Apenas Regina levou direto da loja o colchão que faria a filha que mora com ela dormir em um local macio. A roupa de cama cor de rosa, escolhida com carinho fez muito sucesso e Dona Regina mais uma vez chorou.

Chorou sem conter. Como todos nós, estava cansada, já eram 20hs de um dia intenso. Não chorou pela filha doente, pelo marido desempregado, pela incapacidade de dar uma vida com mais saúde para sua família, nem pelo pai que havia falecido recentemente. Chorou porque disse ter gostado muito, estava muito feliz por ter tido a oportunidade de ajudar os outros.

Invisível até quando?

A Ilha de Itaóca situa-se no recôncavo da Baía de Guanabara.

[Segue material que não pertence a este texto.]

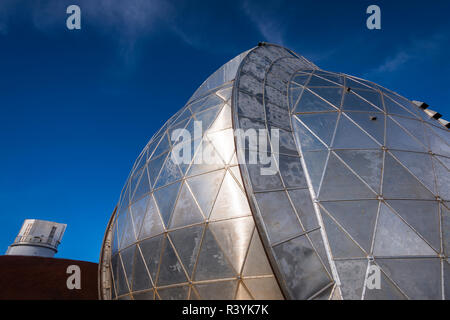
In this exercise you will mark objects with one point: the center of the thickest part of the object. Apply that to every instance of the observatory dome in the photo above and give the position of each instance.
(351, 182)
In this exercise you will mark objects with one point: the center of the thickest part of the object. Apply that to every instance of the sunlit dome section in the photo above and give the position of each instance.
(349, 198)
(185, 230)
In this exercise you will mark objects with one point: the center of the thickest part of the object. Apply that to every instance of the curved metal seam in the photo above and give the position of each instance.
(260, 227)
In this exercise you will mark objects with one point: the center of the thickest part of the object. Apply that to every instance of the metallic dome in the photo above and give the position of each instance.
(354, 179)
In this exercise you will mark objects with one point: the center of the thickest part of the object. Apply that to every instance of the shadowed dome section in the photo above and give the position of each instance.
(360, 182)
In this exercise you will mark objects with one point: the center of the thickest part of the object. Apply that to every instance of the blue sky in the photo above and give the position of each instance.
(78, 106)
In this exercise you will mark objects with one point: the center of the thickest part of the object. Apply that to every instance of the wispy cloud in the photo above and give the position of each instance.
(123, 21)
(417, 50)
(269, 26)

É ligada ao continente por uma ponte, tem cerca de 10 mil habitantes e as principais atividades econômicas são a pesca, a coleta de caranguejos do mangue e a busca de lixo reciclável para a venda.

A região enfrenta diversos problemas. Desde carências básicas para oferecer uma vida digna para seus moradores (não há saneamento básico, iluminação, segurança e, conforme pesquisa social realizada em 2009, mais de 20% não tem documentação). Além disso, muitas casas foram construidas próximas do mangue. Assim, com as chuvas fortes dos últimos meses, muitas pessoas ficaram desabrigadas, ou estão vivendo em condições precárias desde então. É fundamental descobrir se essa região poderia receber benefícios do Governo e, assim, articular com as lideranças locais possibilidades para melhorar a vida da comunidade e transferir famílas para regiões mais seguras.

Outro detalhe importante e triste é que o Lixão de Itaóca já deveria ter sido desativado há muito tempo, porém, continua a receber lixo e, no último mês, passou a ser o destino do material do morro do Bumba, em Niterói, e os moradores reclamam por estar agora convivendo com restos de corpos e mais riscos para a saúde, especialmente de crianças.

É hora de trazer visibilidade para a comunidade do Porto do Rosa / Fazenda dos Mineiros em São Gonçalo!! Vamos nos mobilizar???

3 Comentários

  1. foi um sofrimento;e vivo nesse sofrimento ate hoje;sem teto morando na casa dos outros sendo humilhada pela propria familia!!!!!!!!!!!!!!

  2. É uma vergonha o que fazem com este lugar,ou aliás, nada fazem! Visitei recentemente o lugar e pasmen,está pior que há 19 anos! Isso mesmo,Fazenda dos Mineiros vai ‘a contra regra,ao invés de evoluir,involui gradativamente,jogada ‘as traças!